De repente, una luz hizo estallar el mundo. A pesar del ruido de la lluvia, oyeron una voz.
– ¡Eh, hola!
A pesar suyo, Jane abandonó el paraíso y se dio cuenta de que un coche se les había acercado y los faros les iluminaban. Una mujer salió del coche y se acercó a ellos.
– Soy Celia Shaw -gritó la mujer-. Mi marido me ha llamado para decirme que venían, y se me ha ocurrido que podrían necesitar ayuda. ¡Dios mío, desde luego que la necesitan!
La mujer observó la caravana hundida en el barro.

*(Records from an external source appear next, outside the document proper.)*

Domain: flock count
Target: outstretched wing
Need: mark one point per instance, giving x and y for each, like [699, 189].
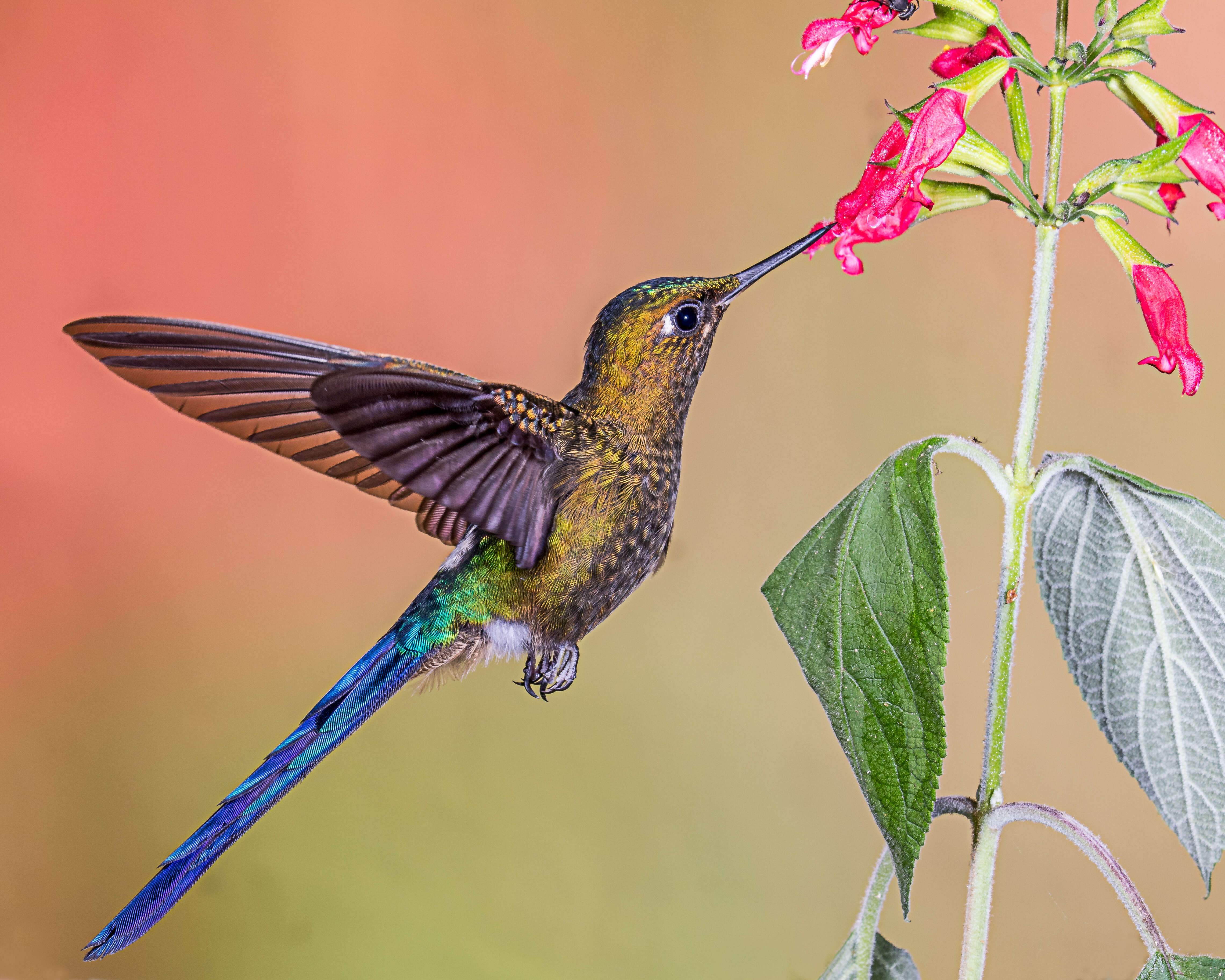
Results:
[480, 450]
[258, 386]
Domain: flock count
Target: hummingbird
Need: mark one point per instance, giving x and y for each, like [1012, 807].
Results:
[557, 510]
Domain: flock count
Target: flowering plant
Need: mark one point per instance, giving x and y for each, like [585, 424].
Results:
[1132, 575]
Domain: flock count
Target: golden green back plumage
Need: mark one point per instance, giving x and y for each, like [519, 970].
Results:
[561, 508]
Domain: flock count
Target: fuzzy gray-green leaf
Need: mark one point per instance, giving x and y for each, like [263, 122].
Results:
[1181, 968]
[864, 603]
[1134, 579]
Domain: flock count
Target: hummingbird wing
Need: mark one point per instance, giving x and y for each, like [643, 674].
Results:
[258, 386]
[478, 449]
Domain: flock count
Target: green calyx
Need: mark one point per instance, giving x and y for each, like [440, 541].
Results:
[979, 80]
[950, 25]
[1126, 249]
[1107, 16]
[1147, 20]
[1145, 194]
[949, 196]
[982, 10]
[1107, 211]
[1159, 166]
[976, 155]
[1123, 58]
[1159, 102]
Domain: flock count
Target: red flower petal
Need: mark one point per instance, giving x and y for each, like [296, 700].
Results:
[870, 228]
[890, 146]
[1205, 156]
[858, 20]
[1172, 194]
[953, 62]
[1167, 318]
[887, 200]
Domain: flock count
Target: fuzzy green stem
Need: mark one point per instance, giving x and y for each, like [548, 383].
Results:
[978, 905]
[1055, 147]
[1097, 852]
[987, 845]
[870, 916]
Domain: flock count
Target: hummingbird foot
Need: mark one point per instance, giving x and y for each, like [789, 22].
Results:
[553, 671]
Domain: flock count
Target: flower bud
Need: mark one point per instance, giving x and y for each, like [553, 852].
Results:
[1162, 103]
[1107, 211]
[979, 80]
[1142, 23]
[1126, 249]
[982, 10]
[949, 25]
[1147, 195]
[1020, 121]
[947, 196]
[1121, 58]
[1159, 166]
[1107, 15]
[978, 154]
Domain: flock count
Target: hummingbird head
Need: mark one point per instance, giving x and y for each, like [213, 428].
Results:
[648, 346]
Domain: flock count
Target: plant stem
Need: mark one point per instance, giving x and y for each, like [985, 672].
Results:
[870, 916]
[987, 843]
[1097, 852]
[1047, 242]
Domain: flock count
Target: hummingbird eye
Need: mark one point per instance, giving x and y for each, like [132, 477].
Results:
[686, 319]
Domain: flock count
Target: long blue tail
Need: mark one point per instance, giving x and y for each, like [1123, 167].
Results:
[370, 682]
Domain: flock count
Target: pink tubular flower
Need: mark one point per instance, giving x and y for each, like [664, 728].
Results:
[887, 200]
[858, 20]
[1161, 302]
[953, 62]
[1167, 318]
[1205, 156]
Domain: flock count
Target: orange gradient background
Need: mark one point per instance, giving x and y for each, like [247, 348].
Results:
[467, 184]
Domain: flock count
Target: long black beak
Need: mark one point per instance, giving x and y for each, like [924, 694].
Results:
[754, 274]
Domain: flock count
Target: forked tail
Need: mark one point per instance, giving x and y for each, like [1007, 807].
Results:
[394, 661]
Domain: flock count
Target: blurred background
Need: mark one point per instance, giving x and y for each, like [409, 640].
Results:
[467, 184]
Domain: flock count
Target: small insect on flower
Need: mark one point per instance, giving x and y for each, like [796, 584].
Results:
[902, 8]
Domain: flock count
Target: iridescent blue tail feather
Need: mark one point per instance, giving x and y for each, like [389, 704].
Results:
[395, 660]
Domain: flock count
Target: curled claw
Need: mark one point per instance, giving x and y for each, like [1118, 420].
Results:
[567, 671]
[553, 671]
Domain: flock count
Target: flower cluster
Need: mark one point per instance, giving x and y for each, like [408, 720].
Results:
[895, 192]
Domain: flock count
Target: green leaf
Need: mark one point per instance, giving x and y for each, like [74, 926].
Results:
[889, 962]
[1134, 579]
[1183, 968]
[864, 603]
[950, 25]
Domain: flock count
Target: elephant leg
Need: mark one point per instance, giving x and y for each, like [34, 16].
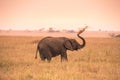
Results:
[42, 57]
[64, 57]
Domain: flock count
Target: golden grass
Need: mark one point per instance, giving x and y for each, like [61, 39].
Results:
[99, 60]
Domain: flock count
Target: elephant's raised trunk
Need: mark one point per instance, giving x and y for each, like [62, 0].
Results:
[83, 40]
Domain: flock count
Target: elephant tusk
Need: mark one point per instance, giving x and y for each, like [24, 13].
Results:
[81, 31]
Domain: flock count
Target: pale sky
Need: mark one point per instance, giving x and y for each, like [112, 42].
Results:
[60, 14]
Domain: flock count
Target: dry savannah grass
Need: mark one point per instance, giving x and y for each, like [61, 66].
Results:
[99, 60]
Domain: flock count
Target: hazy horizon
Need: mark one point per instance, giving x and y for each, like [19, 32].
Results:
[64, 14]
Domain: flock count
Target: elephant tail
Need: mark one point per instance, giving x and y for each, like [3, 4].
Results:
[36, 53]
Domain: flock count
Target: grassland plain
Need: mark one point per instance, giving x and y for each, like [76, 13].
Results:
[99, 60]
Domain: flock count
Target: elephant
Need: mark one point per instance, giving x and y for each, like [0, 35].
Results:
[49, 47]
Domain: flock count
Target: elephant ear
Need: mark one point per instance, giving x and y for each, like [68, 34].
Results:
[68, 45]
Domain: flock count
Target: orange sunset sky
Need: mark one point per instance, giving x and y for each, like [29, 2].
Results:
[60, 14]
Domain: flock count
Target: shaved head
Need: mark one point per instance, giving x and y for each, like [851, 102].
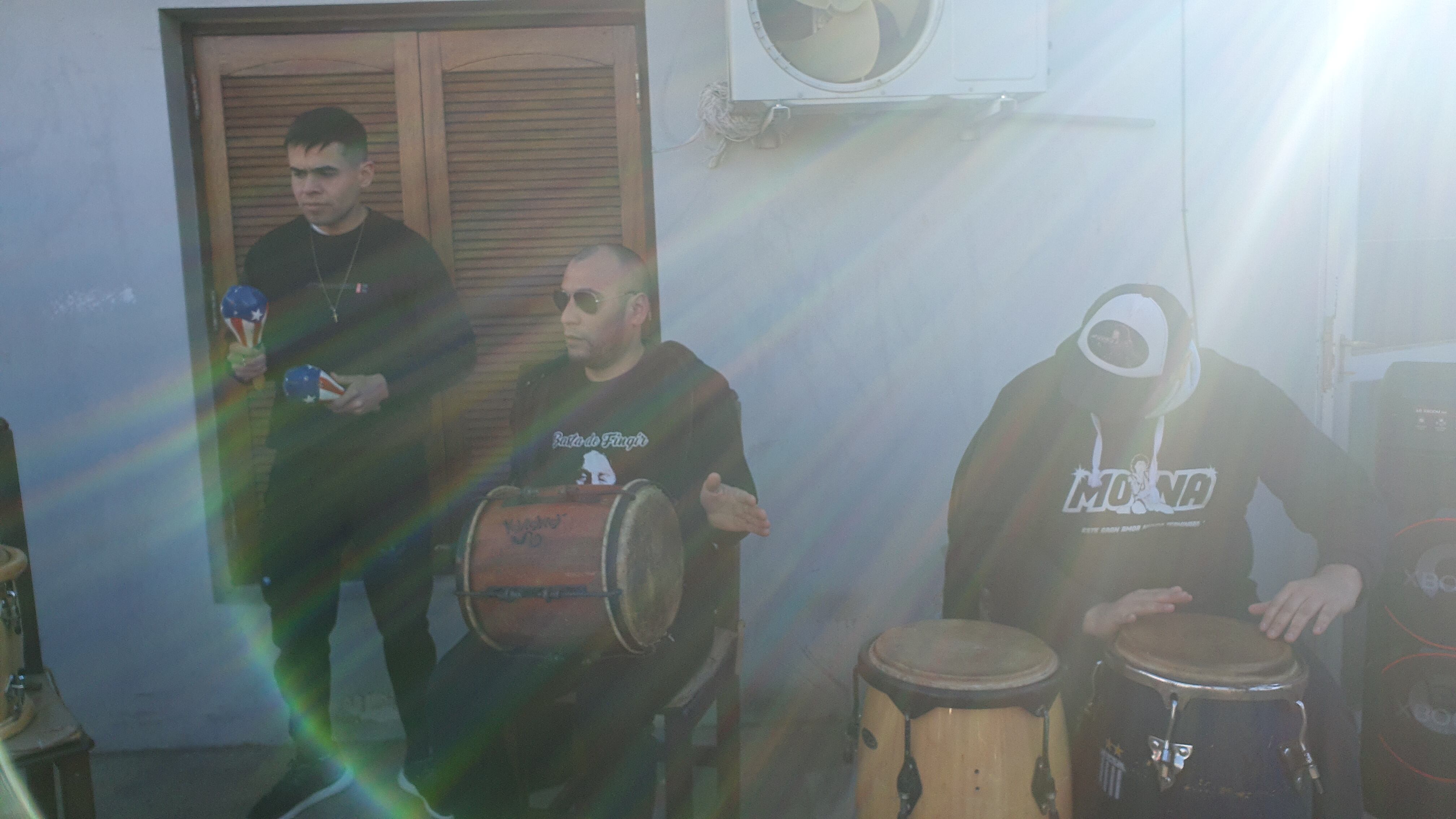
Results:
[606, 334]
[625, 261]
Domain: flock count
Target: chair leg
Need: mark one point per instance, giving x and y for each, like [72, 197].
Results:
[730, 795]
[41, 780]
[76, 786]
[679, 763]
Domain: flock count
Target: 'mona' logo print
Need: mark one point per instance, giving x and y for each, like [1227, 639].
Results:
[1126, 492]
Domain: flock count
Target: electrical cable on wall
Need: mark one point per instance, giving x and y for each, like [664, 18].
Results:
[1183, 156]
[717, 116]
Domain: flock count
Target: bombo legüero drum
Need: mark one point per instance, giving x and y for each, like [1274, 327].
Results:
[1196, 718]
[962, 720]
[566, 569]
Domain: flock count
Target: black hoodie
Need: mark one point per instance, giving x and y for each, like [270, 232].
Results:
[1039, 540]
[672, 419]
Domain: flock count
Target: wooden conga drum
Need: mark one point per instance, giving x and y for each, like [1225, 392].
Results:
[1196, 718]
[568, 569]
[17, 710]
[962, 720]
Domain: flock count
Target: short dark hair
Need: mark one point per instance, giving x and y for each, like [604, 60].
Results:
[627, 259]
[327, 126]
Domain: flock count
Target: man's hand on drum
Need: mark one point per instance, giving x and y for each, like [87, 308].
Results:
[732, 509]
[361, 394]
[1104, 620]
[1330, 594]
[247, 362]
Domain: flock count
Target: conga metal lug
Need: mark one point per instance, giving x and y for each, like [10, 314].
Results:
[1168, 755]
[1043, 785]
[1299, 763]
[1170, 760]
[909, 785]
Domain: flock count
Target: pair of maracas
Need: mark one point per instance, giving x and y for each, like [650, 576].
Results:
[245, 312]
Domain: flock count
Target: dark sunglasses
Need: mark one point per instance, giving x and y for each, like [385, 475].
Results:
[587, 301]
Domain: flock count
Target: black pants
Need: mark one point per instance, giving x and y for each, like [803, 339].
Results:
[500, 728]
[335, 512]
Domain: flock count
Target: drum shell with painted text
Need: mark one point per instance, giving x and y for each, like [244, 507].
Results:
[609, 557]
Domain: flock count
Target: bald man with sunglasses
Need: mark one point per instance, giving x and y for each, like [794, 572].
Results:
[612, 410]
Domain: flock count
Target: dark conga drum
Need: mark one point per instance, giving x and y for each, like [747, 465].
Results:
[962, 720]
[1408, 744]
[564, 569]
[1196, 718]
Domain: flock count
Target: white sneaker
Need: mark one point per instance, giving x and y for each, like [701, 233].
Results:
[410, 788]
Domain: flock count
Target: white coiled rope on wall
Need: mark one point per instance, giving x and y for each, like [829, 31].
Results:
[717, 117]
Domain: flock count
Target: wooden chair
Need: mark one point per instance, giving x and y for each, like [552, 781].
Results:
[53, 751]
[717, 682]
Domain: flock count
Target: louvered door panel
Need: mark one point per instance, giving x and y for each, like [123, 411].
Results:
[535, 148]
[251, 91]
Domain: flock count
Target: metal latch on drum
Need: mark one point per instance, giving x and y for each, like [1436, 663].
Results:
[1299, 763]
[1168, 755]
[512, 594]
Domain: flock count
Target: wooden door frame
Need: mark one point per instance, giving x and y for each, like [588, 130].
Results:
[181, 30]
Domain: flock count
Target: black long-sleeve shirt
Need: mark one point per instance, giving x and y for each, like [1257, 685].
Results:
[672, 419]
[398, 315]
[1039, 540]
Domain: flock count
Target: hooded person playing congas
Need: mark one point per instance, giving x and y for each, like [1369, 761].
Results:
[1112, 481]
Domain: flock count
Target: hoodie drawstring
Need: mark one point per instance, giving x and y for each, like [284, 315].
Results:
[1097, 452]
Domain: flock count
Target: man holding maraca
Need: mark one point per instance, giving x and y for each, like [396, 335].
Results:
[363, 329]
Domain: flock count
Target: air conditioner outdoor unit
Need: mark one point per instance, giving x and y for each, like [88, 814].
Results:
[820, 52]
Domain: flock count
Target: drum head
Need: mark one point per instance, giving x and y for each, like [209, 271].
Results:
[962, 656]
[12, 563]
[1206, 650]
[649, 563]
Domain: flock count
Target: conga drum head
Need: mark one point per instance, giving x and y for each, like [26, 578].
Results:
[970, 710]
[649, 563]
[960, 664]
[1208, 650]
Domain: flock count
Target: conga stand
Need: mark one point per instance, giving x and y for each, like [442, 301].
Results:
[53, 751]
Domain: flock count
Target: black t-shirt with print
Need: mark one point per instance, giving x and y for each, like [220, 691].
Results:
[398, 315]
[1043, 526]
[672, 420]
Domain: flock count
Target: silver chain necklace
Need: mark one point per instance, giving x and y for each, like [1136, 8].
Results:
[334, 304]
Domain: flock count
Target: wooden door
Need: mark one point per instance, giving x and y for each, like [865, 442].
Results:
[533, 143]
[251, 90]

– Recojan algo de ropa, voy a llevarles a casa. Mañana mandaremos un tractor aquí para que saquen el vehículo.
Gil y Jane buscaron ropa limpia y se metieron en el coche de Celia. Tras recorrer una breve distancia, volvieron a ver las luces de la casa de Celia.
– Dejé de ver la luz de repente -dijo Jane-, por eso nos perdimos.
– Son esos árboles los que tapan la luz -explicó Celia-. Pobrecillos, deben estar helados.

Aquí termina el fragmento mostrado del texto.